ORDER
SCOTT 0. WRIGHT, Chief Judge.This is an appeal from an order by Bankruptcy Judge Frank W. Roger in which the Bankruptcy Judge denied appellant Boatmen’s National Bank’s complaint seeking non-discharge of a debt owed by debtors Michael Jerry Coulson and Hannah Rose Coulson. Essentially, appellant alleges that the Bankruptcy Judge erred in not allowing appellant to amend its complaint. However, for the following reasons, the Court concludes that the Bankruptcy Judge’s denial of appellant’s complaint must be affirmed.
Factual Background
On February 2, 1987, appellant Boatmen’s National Bank of Belleville (“Boatmen’s”) filed a complaint in the Central Division of the Bankruptcy Court for the Western District of Missouri in which appellant sought to determine the discharge-ability of a debt owed by appellees-debtors Michael J. and Hannah R. Coulson on a Visa credit card open-end account. The complaint alleged that the debtors, husband and wife, made substantial charges on the account with the balance at the time of filing of $2,654.03, and stated that a payment was made on October 5, 1986, in the amount of $60.00. Paragraph three of the complaint stated that appellant made cash advances on behalf of debtors in excess of $1,000 within twenty days before the order for relief was entered in this case, and that the indebtedness to appellant was non-dischargeable pursuant to 11 U.S.C. § 523(a)(2)(C).1
The credit card in question was applied for on July 14, 1986. The petition for Chapter 7 Bankruptcy was filed on November 12, 1986. In their answer to appellant’s complaint, appellees admitted their indebtedness to Boatmen’s, but denied that the indebtedness was non-dischargeable under 11 U.S.C. § 523(a)(2)(C), the section of the Bankruptcy Code specifically pled by appellant.
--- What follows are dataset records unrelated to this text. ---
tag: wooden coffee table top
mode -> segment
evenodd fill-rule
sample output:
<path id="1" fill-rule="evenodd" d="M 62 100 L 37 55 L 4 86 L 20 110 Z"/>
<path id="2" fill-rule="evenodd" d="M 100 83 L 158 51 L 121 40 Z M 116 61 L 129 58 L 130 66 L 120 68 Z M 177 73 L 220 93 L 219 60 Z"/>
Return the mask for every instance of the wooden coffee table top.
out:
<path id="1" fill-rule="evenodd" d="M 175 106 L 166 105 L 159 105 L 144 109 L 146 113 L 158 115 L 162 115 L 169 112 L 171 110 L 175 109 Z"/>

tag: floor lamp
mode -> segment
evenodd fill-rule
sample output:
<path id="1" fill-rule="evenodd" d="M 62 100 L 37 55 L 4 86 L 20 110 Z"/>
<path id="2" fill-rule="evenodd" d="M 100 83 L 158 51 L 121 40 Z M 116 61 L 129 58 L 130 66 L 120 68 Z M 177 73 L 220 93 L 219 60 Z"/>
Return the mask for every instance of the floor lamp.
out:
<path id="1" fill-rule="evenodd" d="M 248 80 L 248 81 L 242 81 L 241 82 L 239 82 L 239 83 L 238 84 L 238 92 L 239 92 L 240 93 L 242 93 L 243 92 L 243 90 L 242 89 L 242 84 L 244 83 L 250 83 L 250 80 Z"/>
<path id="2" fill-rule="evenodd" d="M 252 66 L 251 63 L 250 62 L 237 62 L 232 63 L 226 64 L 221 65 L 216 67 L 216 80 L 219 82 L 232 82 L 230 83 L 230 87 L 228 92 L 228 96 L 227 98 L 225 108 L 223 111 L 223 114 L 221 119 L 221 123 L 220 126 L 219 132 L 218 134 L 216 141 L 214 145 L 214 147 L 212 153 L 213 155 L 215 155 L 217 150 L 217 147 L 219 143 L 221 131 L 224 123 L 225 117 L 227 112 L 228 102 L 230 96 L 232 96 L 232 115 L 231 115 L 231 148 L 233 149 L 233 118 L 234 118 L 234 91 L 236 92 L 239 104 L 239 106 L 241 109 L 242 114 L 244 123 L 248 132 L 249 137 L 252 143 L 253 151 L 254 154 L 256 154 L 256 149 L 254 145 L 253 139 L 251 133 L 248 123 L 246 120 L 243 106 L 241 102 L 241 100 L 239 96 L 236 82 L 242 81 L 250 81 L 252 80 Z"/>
A hearing was held in this matter on March 18,1987, before United States Bankruptcy Judge Frank W. Roger. At this hearing, appellant called only two witnesses — Ms. Deborah McQuade, a bank card collection supervisor at Boatmen’s National Bank of St. Louis, and Mrs. Hannah R. Coulson, wife of debtor Michael J. Coulson.
Ms. McQuade testified that the account in question was opened on August 6, 1986, *431with an initial credit line of $800.00. Ms. McQuade also produced for the Court microfilm and charge tickets demonstrating the activity on this account from August 30, 1986, to November 8, 1986. Ms. McQuade’s testimony indicated that there were a substantial number of charges during this period and that all of the charges were under $50.00. According to Ms. McQuade, the policy between the bank and the merchants was that a merchant only had to call in for authorization if the charge was over $50.00, unless it was for an airline ticket, motel or rent-a-car.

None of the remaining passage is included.